Ryan Woods, director of external affairs for the Boston Parks and Recreation Department, said Resist Marxism submitted their permit application on Sept. 18, but a preexisting application for the Camp Harbor View 5K road race had been filed months before on March 1 and took precedence.
Woods said Resist Marxism was immediately alerted of the scheduling issue, but argued over event timing, rather than adjusting their schedule.
“We offered them a permit for the 19th instead, but they refused it and said it was impossible because they had a speaker and attendees that were flying in from out of state,” Woods said. “So, they told us they were still going ahead with their event on the 18th.”
Resist Marxism claims they did not receive an email denying their permit request until Oct. 26 — long after the 10-business-day waiting period the Boston Parks and Recreation Department outlines on their website.
“They did attempt to get us to move the rally to November 19th in exchange for a permit, but, unfortunately, it was too late,” Resist Marxism said on the site. “Plane tickets had already been purchased, hotel arrangements had been made, and people had scheduled time off.”
Woods said because group demonstrations are a daily occurrence in the Boston Common, and most organizers do not apply for permits, the City will take no restrictive measures to prevent the rally.
“Groups have their freedom of speech every week in the park,” Woods said. “So, [Resist Marxism is] allowed to come that day and have their own peaceful rally, as they say they plan to do, and we won’t stop them from doing that.”
Professor Lawrence Friedman of New England Law explained that, ordinarily, there are legal restrictions on organized speech events in public parks like the Common, and that he is surprised by the City’s leniency in allowing the rally to go on without a permit.
“Typically, it is illegal for rally organizers to proceed without a permit,” Friedman said. “But, it seems that the City, in its discretion, will allow the unpermitted rally to go forward, albeit without sound amplification.”
Several Boston residents expressed varying opinions concerning the rally overlapping with a family event.
Anna Duarte, 31, of Dorchester, said, as a mother, she is concerned by the prospect of a controversial organization interfering with a children’s event.
“Despite whatever claims the organizers make about planning for a civil rally they could be disruptive, or even aggressive, like many rallies in the Common are, and that makes me uneasy about this overlapping with an event meant for children,” Duarte said.
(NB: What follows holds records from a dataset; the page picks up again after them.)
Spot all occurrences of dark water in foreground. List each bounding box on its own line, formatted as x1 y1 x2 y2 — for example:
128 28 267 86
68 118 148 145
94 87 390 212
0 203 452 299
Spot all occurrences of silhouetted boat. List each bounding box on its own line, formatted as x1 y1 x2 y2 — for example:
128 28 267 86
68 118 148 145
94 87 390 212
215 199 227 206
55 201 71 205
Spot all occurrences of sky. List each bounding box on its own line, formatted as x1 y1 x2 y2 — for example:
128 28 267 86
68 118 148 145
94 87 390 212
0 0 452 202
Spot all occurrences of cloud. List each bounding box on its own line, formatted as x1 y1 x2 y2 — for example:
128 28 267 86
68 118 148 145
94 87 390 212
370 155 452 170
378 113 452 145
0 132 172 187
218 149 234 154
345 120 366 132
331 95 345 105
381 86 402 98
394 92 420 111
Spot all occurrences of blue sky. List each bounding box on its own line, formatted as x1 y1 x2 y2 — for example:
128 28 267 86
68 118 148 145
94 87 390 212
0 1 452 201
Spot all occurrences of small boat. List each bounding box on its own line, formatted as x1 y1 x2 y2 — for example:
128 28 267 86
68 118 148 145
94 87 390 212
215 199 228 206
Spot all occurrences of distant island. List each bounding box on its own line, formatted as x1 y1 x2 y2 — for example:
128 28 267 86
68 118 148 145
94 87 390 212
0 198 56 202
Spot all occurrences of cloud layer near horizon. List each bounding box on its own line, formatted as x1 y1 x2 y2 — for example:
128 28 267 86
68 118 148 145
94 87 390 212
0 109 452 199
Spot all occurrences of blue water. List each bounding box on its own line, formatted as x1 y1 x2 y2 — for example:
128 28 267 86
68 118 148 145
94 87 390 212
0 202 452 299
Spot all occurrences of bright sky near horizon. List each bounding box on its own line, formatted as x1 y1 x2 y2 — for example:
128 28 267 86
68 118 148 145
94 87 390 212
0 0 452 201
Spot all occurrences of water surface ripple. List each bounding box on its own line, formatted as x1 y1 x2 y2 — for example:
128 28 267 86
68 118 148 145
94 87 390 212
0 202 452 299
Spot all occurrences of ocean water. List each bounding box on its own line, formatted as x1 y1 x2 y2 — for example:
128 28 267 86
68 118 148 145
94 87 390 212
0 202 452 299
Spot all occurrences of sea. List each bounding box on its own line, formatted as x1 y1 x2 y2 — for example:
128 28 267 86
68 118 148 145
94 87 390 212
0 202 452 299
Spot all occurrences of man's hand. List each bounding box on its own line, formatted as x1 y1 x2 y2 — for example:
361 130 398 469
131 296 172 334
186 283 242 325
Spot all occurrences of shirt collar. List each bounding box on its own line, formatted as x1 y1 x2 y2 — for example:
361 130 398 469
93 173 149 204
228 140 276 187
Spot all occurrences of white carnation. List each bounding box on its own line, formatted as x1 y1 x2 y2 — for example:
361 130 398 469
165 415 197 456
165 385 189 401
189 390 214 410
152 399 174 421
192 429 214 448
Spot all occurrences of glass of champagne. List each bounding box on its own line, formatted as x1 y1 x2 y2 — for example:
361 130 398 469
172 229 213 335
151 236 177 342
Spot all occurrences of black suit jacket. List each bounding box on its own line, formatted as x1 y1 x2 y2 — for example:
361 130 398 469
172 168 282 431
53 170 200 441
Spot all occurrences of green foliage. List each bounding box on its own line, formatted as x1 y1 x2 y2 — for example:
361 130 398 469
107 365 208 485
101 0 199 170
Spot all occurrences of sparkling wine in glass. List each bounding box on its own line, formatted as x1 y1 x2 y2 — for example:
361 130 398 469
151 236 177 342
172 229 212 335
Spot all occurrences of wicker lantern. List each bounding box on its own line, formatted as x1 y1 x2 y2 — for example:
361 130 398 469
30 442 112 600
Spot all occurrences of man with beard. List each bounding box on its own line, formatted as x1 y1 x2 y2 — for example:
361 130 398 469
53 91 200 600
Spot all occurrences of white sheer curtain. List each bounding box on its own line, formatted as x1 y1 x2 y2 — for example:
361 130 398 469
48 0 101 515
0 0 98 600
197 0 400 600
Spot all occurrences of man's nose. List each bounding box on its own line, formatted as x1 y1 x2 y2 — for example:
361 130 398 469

Chris Anderson, 40, of Beacon Hill, said he believes any organization should be welcome to express their views in Boston, but Resist Marxism must take responsibility if the rally disturbs the children attending the road race.
“If one group can hold an event, others should be able to do the same, no matter their views and the city shouldn’t discriminate with issuing permits based on those views,” Anderson said. “Though, if the rally gets out of hand, that’s on Resist Marxism because they did it when asked not to, with the knowledge that kids would be around.”
Cassie Lee, 26, of Brighton, said she was disappointed by Resist Marxism’s unwillingness to be flexible with their planning and believes the rally will attract a considerable number of counter protesters.
“I don’t think they should’ve been denied the permit just because they’ve been accused of giving racists a platform to spew hate speech, but I think it says a lot about their organization’s values that they refused to move their rally back even a single day to let the kids have their race,” Lee said.